[BUG] Assigned Replicas on VM Nodes keep flickering around

Question

[BUG] Assigned Replicas on VM Nodes keep flickering around

gogo199432 opened this issue 2 months ago · comments

gogo199432 commented 2 months ago

Describe the bug

The assigned volumes are constantly flickering between two of my nodes for no apparent reason. All nodes are NixOS boxes, the only difference is that those that are static are actual physical PCs, while the other two are VMs under Proxmox.
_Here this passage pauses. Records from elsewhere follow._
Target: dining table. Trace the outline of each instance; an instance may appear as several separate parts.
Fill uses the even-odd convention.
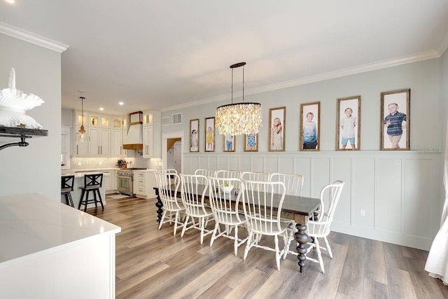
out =
[[[207,185],[197,185],[196,193],[199,195],[204,193],[204,189],[206,189],[209,186]],[[162,214],[163,214],[163,203],[159,195],[159,187],[154,187],[155,190],[155,195],[157,195],[157,202],[155,207],[157,207],[157,221],[160,223],[162,221]],[[171,188],[169,190],[176,190],[174,184],[172,185]],[[172,191],[174,192],[174,191]],[[176,196],[180,197],[181,196],[181,188],[179,186],[177,190]],[[232,200],[237,201],[239,190],[234,190],[230,193]],[[280,200],[281,198],[281,194],[274,193],[274,207],[272,208],[278,209]],[[206,190],[204,193],[204,200],[207,201],[209,200],[209,192]],[[241,200],[240,200],[241,202]],[[307,234],[307,223],[308,219],[313,216],[321,205],[320,198],[307,197],[301,195],[285,195],[285,197],[280,211],[280,216],[281,218],[293,220],[295,223],[295,228],[297,231],[294,233],[294,239],[298,243],[296,247],[298,253],[298,265],[300,267],[300,272],[302,272],[302,270],[304,267],[304,263],[307,259],[306,253],[307,248],[305,244],[308,243],[309,237]]]

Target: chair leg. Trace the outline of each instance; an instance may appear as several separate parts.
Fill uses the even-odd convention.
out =
[[[319,265],[321,265],[321,270],[322,270],[322,274],[325,274],[325,270],[323,270],[323,260],[322,259],[322,251],[321,251],[321,246],[319,246],[319,240],[318,238],[316,238],[314,242],[316,242],[316,251],[317,252],[317,260],[319,261]]]
[[[83,203],[83,199],[84,198],[84,193],[85,193],[85,190],[83,189],[83,191],[81,192],[81,199],[79,201],[79,204],[78,204],[78,209],[81,209],[81,204]]]
[[[251,249],[251,246],[252,246],[252,238],[253,237],[253,232],[252,231],[249,232],[249,236],[247,239],[247,244],[246,244],[246,249],[244,249],[244,256],[243,257],[243,260],[246,260],[246,258],[247,258],[247,253],[249,252],[249,249]],[[255,236],[255,237],[258,237]]]
[[[330,243],[328,243],[328,240],[327,239],[327,237],[324,237],[323,239],[325,240],[325,244],[327,246],[327,251],[328,251],[328,255],[331,258],[333,258],[333,253],[332,252],[331,252],[331,247],[330,246]]]
[[[162,225],[163,224],[163,220],[167,216],[167,210],[163,210],[163,214],[162,214],[162,218],[160,219],[160,223],[159,223],[159,230],[162,228]]]
[[[210,247],[213,245],[213,242],[216,238],[216,232],[218,232],[218,228],[219,227],[219,223],[217,222],[215,224],[215,228],[213,230],[213,234],[211,234],[211,238],[210,239]]]
[[[187,228],[187,223],[188,223],[188,219],[190,218],[190,215],[187,215],[187,218],[185,219],[185,224],[183,225],[183,228],[182,228],[182,232],[181,233],[181,237],[183,237],[183,234]]]
[[[279,236],[274,236],[274,243],[275,244],[275,263],[277,265],[277,270],[280,271],[280,251],[279,250]]]

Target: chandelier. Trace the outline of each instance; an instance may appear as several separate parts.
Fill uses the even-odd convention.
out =
[[[76,142],[84,142],[89,140],[89,135],[84,127],[84,97],[79,97],[81,99],[81,126],[80,127],[76,134],[75,135],[75,140]]]
[[[244,65],[239,62],[232,69],[232,104],[220,106],[215,112],[215,127],[220,134],[248,135],[258,133],[262,125],[261,104],[244,102]],[[243,102],[233,104],[233,69],[243,67]]]

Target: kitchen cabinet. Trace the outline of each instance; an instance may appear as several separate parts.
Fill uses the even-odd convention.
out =
[[[144,111],[143,158],[162,157],[162,118],[160,111]]]
[[[153,170],[134,170],[133,192],[142,198],[155,197],[155,176]]]
[[[109,155],[111,130],[99,127],[89,127],[90,141],[89,156]]]
[[[114,157],[125,155],[123,149],[123,131],[122,130],[112,130],[112,149],[111,153]]]

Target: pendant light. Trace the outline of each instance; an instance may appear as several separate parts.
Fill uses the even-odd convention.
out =
[[[239,62],[230,66],[232,69],[232,103],[220,106],[215,112],[215,127],[220,134],[248,135],[258,133],[262,125],[261,104],[244,102],[244,65]],[[233,69],[243,67],[243,102],[233,103]]]
[[[75,140],[76,142],[84,142],[90,139],[89,134],[84,127],[84,97],[79,97],[81,99],[81,126],[80,127],[76,134],[75,135]]]

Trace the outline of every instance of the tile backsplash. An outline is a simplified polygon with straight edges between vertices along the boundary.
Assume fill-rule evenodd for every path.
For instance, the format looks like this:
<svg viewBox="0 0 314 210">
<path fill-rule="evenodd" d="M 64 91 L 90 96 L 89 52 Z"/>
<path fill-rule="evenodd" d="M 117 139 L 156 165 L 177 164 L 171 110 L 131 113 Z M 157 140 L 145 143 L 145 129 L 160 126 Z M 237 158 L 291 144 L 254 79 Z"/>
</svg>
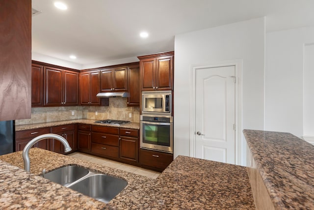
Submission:
<svg viewBox="0 0 314 210">
<path fill-rule="evenodd" d="M 77 119 L 113 119 L 139 122 L 139 107 L 127 106 L 127 100 L 126 98 L 110 98 L 109 106 L 34 107 L 31 108 L 30 119 L 17 120 L 15 124 L 22 125 Z M 72 115 L 72 112 L 74 112 L 74 115 Z M 130 113 L 131 118 L 129 117 Z"/>
</svg>

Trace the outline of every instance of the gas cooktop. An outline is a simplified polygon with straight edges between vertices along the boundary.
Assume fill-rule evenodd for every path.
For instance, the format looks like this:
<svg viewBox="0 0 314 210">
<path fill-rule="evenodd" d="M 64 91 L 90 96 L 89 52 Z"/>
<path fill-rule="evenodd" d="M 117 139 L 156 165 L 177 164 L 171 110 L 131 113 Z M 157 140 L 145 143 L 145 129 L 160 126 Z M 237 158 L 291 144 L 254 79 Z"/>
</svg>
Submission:
<svg viewBox="0 0 314 210">
<path fill-rule="evenodd" d="M 122 124 L 125 124 L 129 122 L 130 121 L 117 120 L 102 120 L 96 121 L 95 122 L 97 123 L 110 124 L 111 125 L 119 125 Z"/>
</svg>

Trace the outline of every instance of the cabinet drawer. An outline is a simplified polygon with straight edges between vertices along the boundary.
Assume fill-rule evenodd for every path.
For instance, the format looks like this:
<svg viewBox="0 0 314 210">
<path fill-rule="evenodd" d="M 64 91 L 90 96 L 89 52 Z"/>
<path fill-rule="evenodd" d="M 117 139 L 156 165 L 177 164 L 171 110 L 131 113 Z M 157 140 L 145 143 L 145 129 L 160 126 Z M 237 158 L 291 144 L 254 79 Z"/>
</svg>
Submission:
<svg viewBox="0 0 314 210">
<path fill-rule="evenodd" d="M 120 135 L 125 136 L 131 136 L 132 137 L 138 137 L 138 130 L 133 129 L 120 129 Z"/>
<path fill-rule="evenodd" d="M 141 149 L 139 159 L 142 165 L 163 170 L 173 160 L 173 155 Z"/>
<path fill-rule="evenodd" d="M 92 132 L 92 142 L 118 147 L 119 136 L 93 132 Z"/>
<path fill-rule="evenodd" d="M 50 133 L 49 127 L 41 128 L 32 129 L 30 130 L 21 130 L 15 132 L 15 138 L 24 139 L 26 138 L 35 138 L 42 134 Z"/>
<path fill-rule="evenodd" d="M 92 126 L 92 131 L 110 134 L 119 135 L 119 128 L 118 127 L 93 125 Z"/>
<path fill-rule="evenodd" d="M 92 143 L 92 153 L 118 158 L 119 157 L 119 148 Z"/>
<path fill-rule="evenodd" d="M 71 130 L 75 129 L 75 124 L 70 124 L 68 125 L 58 125 L 51 127 L 51 132 L 52 133 L 60 133 L 66 130 Z"/>
<path fill-rule="evenodd" d="M 86 124 L 78 124 L 78 129 L 81 130 L 88 130 L 90 131 L 92 128 L 91 125 L 87 125 Z"/>
</svg>

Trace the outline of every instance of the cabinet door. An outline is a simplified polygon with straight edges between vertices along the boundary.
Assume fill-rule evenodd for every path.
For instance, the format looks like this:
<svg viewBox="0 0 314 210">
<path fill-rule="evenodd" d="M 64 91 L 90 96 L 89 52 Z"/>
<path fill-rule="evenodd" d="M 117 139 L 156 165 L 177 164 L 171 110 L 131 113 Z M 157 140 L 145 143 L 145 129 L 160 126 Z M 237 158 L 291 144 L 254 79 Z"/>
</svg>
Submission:
<svg viewBox="0 0 314 210">
<path fill-rule="evenodd" d="M 138 161 L 138 139 L 121 136 L 120 140 L 120 158 L 128 161 Z"/>
<path fill-rule="evenodd" d="M 91 132 L 79 130 L 78 135 L 78 151 L 90 152 Z"/>
<path fill-rule="evenodd" d="M 31 106 L 41 107 L 43 105 L 44 66 L 31 65 Z"/>
<path fill-rule="evenodd" d="M 62 70 L 44 67 L 44 106 L 60 106 L 62 102 Z"/>
<path fill-rule="evenodd" d="M 173 87 L 173 56 L 157 59 L 156 73 L 156 89 L 171 90 Z"/>
<path fill-rule="evenodd" d="M 80 104 L 82 105 L 89 105 L 90 101 L 90 73 L 81 73 L 80 75 Z"/>
<path fill-rule="evenodd" d="M 63 71 L 64 81 L 64 105 L 78 105 L 78 73 L 69 71 Z"/>
<path fill-rule="evenodd" d="M 100 72 L 91 72 L 90 78 L 90 105 L 100 105 L 100 99 L 96 95 L 100 91 Z"/>
<path fill-rule="evenodd" d="M 141 89 L 142 90 L 154 90 L 155 59 L 147 59 L 140 61 Z"/>
<path fill-rule="evenodd" d="M 128 106 L 139 106 L 139 67 L 130 67 L 128 68 L 128 86 L 129 97 Z"/>
<path fill-rule="evenodd" d="M 127 68 L 118 68 L 113 69 L 113 90 L 128 90 Z"/>
<path fill-rule="evenodd" d="M 101 90 L 102 92 L 112 91 L 112 69 L 103 70 L 101 71 Z"/>
</svg>

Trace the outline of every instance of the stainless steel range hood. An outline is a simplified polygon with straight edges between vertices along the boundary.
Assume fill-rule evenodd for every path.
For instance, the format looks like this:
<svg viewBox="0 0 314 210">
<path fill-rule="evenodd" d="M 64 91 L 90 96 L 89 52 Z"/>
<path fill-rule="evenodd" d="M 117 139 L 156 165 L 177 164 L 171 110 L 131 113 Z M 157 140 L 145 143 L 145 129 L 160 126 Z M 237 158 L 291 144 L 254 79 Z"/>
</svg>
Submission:
<svg viewBox="0 0 314 210">
<path fill-rule="evenodd" d="M 128 96 L 128 92 L 100 92 L 96 95 L 96 97 L 99 98 L 114 98 L 116 97 L 125 98 Z"/>
</svg>

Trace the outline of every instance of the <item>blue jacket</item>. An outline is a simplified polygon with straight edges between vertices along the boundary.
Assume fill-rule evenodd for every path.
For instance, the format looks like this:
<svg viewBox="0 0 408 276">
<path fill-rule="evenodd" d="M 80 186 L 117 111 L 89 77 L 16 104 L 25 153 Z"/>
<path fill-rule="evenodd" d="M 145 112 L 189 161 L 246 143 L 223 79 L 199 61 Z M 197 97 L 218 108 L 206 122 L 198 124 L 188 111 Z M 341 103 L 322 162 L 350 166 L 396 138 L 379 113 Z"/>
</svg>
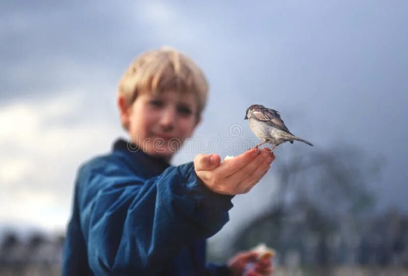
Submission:
<svg viewBox="0 0 408 276">
<path fill-rule="evenodd" d="M 206 239 L 228 221 L 232 196 L 119 140 L 80 168 L 63 275 L 230 275 L 206 265 Z"/>
</svg>

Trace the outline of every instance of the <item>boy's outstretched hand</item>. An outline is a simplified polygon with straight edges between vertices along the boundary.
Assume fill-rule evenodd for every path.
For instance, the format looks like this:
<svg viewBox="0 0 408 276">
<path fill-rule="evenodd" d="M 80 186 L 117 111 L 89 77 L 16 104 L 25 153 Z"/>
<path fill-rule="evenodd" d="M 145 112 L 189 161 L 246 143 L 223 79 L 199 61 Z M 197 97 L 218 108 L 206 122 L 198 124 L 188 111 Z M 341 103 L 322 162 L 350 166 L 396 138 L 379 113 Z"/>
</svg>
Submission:
<svg viewBox="0 0 408 276">
<path fill-rule="evenodd" d="M 221 163 L 215 154 L 200 154 L 194 158 L 197 175 L 212 191 L 236 195 L 249 192 L 271 167 L 275 155 L 264 147 L 247 150 L 232 159 Z"/>
<path fill-rule="evenodd" d="M 228 261 L 228 267 L 234 276 L 266 276 L 272 271 L 272 260 L 269 258 L 258 259 L 258 254 L 253 251 L 238 253 Z M 252 263 L 253 265 L 247 265 Z M 245 274 L 244 274 L 245 273 Z"/>
</svg>

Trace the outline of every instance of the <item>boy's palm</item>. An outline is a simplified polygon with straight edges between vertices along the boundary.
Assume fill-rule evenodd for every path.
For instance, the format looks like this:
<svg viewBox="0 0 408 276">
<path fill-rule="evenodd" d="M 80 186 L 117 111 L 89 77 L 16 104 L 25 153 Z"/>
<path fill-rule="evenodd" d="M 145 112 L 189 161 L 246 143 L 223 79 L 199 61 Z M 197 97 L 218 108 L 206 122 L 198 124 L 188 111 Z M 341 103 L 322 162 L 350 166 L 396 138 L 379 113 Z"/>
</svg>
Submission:
<svg viewBox="0 0 408 276">
<path fill-rule="evenodd" d="M 266 173 L 275 159 L 268 148 L 254 148 L 221 163 L 219 155 L 200 154 L 194 158 L 197 175 L 211 190 L 235 195 L 248 192 Z"/>
</svg>

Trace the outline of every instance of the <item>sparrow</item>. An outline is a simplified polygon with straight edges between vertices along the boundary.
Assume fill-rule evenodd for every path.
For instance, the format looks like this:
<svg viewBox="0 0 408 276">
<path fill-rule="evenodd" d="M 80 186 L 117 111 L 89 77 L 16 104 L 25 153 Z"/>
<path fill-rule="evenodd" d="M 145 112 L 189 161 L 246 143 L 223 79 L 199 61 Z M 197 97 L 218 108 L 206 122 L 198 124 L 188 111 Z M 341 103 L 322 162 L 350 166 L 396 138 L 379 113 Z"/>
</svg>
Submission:
<svg viewBox="0 0 408 276">
<path fill-rule="evenodd" d="M 313 145 L 310 142 L 294 135 L 280 118 L 280 113 L 271 108 L 261 105 L 252 105 L 246 110 L 244 119 L 249 120 L 251 130 L 262 140 L 255 146 L 257 149 L 259 146 L 267 143 L 274 145 L 271 149 L 273 150 L 285 142 L 293 144 L 294 140 Z"/>
</svg>

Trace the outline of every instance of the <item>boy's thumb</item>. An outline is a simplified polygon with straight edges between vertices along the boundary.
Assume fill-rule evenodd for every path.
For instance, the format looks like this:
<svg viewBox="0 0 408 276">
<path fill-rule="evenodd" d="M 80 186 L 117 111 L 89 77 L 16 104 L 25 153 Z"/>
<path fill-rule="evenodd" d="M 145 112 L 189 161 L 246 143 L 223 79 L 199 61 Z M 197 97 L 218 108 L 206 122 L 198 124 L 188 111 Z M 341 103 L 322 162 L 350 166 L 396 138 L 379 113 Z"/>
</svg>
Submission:
<svg viewBox="0 0 408 276">
<path fill-rule="evenodd" d="M 208 170 L 218 167 L 221 163 L 221 157 L 216 154 L 199 154 L 194 158 L 196 170 Z"/>
</svg>

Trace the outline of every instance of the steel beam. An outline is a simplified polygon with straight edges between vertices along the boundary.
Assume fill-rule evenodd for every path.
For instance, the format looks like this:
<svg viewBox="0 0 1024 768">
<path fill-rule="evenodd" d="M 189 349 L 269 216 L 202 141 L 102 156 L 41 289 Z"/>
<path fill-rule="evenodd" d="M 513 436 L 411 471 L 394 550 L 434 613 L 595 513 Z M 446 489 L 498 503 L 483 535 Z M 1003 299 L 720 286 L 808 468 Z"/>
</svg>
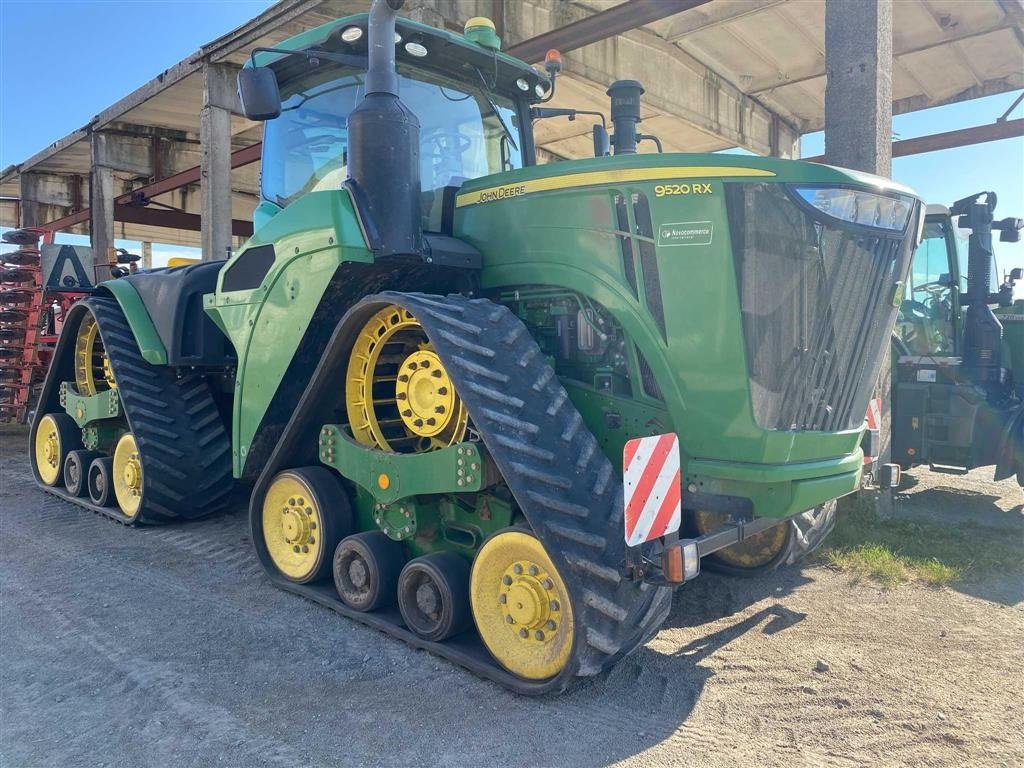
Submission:
<svg viewBox="0 0 1024 768">
<path fill-rule="evenodd" d="M 929 136 L 918 136 L 915 138 L 904 138 L 900 141 L 893 141 L 893 157 L 905 158 L 908 155 L 923 155 L 926 152 L 955 150 L 957 146 L 972 146 L 973 144 L 982 144 L 986 141 L 998 141 L 999 139 L 1016 138 L 1018 136 L 1024 136 L 1024 118 L 1004 120 L 998 123 L 976 125 L 971 128 L 946 131 L 945 133 L 933 133 Z M 822 163 L 824 159 L 824 155 L 801 158 L 801 160 L 806 160 L 810 163 Z"/>
<path fill-rule="evenodd" d="M 114 220 L 127 224 L 145 224 L 147 226 L 163 226 L 167 229 L 188 229 L 202 231 L 202 219 L 198 213 L 184 211 L 169 211 L 165 208 L 145 208 L 143 206 L 114 206 Z M 253 222 L 231 220 L 231 234 L 239 238 L 249 238 L 253 233 Z"/>
<path fill-rule="evenodd" d="M 252 144 L 251 146 L 246 146 L 242 150 L 236 150 L 231 153 L 231 168 L 241 168 L 244 165 L 250 165 L 251 163 L 257 163 L 260 159 L 260 154 L 263 151 L 262 143 Z M 194 168 L 186 168 L 185 170 L 175 173 L 173 176 L 168 176 L 165 179 L 160 179 L 159 181 L 154 181 L 150 184 L 144 184 L 130 193 L 125 193 L 114 200 L 116 205 L 127 205 L 134 200 L 139 198 L 156 198 L 161 195 L 165 195 L 169 191 L 174 191 L 175 189 L 180 189 L 182 186 L 188 186 L 188 184 L 195 184 L 200 179 L 200 166 L 195 166 Z M 50 229 L 52 231 L 61 231 L 69 227 L 75 226 L 76 224 L 81 224 L 84 221 L 89 220 L 89 209 L 85 208 L 81 211 L 69 214 L 59 219 L 53 219 L 45 224 L 40 224 L 44 229 Z"/>
<path fill-rule="evenodd" d="M 528 63 L 537 63 L 544 60 L 551 48 L 564 53 L 709 2 L 711 0 L 629 0 L 608 10 L 510 45 L 505 52 Z"/>
</svg>

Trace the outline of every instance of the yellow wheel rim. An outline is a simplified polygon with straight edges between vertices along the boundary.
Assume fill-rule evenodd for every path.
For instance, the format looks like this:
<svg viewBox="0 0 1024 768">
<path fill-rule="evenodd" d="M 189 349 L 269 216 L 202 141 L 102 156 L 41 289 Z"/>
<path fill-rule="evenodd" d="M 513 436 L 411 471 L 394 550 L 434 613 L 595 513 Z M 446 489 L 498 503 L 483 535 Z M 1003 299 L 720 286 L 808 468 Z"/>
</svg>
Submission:
<svg viewBox="0 0 1024 768">
<path fill-rule="evenodd" d="M 693 513 L 693 521 L 699 534 L 710 534 L 725 525 L 728 519 L 728 515 L 707 510 L 697 510 Z M 785 547 L 787 535 L 788 524 L 780 523 L 755 534 L 739 544 L 720 549 L 715 553 L 715 557 L 737 568 L 760 568 L 778 556 Z"/>
<path fill-rule="evenodd" d="M 473 561 L 469 599 L 480 638 L 498 663 L 528 680 L 561 672 L 572 652 L 572 604 L 541 543 L 509 530 Z"/>
<path fill-rule="evenodd" d="M 273 478 L 263 499 L 263 543 L 282 573 L 308 579 L 323 560 L 323 516 L 312 489 L 294 472 Z"/>
<path fill-rule="evenodd" d="M 99 338 L 99 326 L 91 314 L 87 314 L 82 321 L 75 339 L 75 384 L 79 394 L 85 395 L 117 387 L 111 359 Z"/>
<path fill-rule="evenodd" d="M 114 449 L 114 496 L 128 517 L 142 506 L 142 459 L 131 432 L 122 435 Z"/>
<path fill-rule="evenodd" d="M 397 453 L 461 442 L 469 414 L 423 326 L 398 306 L 377 312 L 348 361 L 345 408 L 352 436 Z"/>
<path fill-rule="evenodd" d="M 36 469 L 47 485 L 52 485 L 60 477 L 63 445 L 60 444 L 60 430 L 52 416 L 44 416 L 39 420 L 36 429 Z"/>
</svg>

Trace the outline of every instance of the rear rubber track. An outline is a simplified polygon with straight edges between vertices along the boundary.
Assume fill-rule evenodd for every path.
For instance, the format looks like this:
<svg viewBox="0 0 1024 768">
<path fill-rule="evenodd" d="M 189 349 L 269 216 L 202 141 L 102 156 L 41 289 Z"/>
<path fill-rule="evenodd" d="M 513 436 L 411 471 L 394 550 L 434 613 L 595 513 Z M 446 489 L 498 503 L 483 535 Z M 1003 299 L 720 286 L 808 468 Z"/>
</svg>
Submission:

This issue doesn't seem to cause any operational issue for the pods themselves, but it is still a bit worrying.

2024-06-13.16-57-06.mp4

To Reproduce

Not sure about reproduction, this is just a standard install through kubectl apply as described in the docs

Expected behavior

Assigned volumes shouldn't be changing constantly

Support bundle for troubleshooting

supportbundle_76ddf2d1-9b00-4150-8989-cf4f91d61dce_2024-06-13T15-14-38Z.zip

Environment

Longhorn version: 1.6.2
Impacted volume (PV): Example: pvc-9446eddc-d0b0-459a-967a-b67e569b1e21 . However many PVs are impacted
Installation method (e.g. Rancher Catalog App/Helm/Kubectl): kubectl
Kubernetes distro (e.g. RKE/K3s/EKS/OpenShift) and version: k3s v1.30.0+k3s1
- Number of control plane nodes in the cluster: 3
- Number of worker nodes in the cluster: 4
Node config
- OS type and version: NixOS 24.05
- Kernel version: 6.6.32
- CPU per node: 4
- Memory per node: 4GB
- Disk type (e.g. SSD/NVMe/HDD): SSD
- Network bandwidth between the nodes (Gbps): 1
Underlying Infrastructure (e.g. on AWS/GCE, EKS/GKE, VMWare/KVM, Baremetal): KVM and Baremetal (depending on node)
Number of Longhorn volumes in the cluster: 17

c3y1huang · Answer 1 · Fri Jun 14 2024 11:52:20 GMT+0800 (China Standard Time)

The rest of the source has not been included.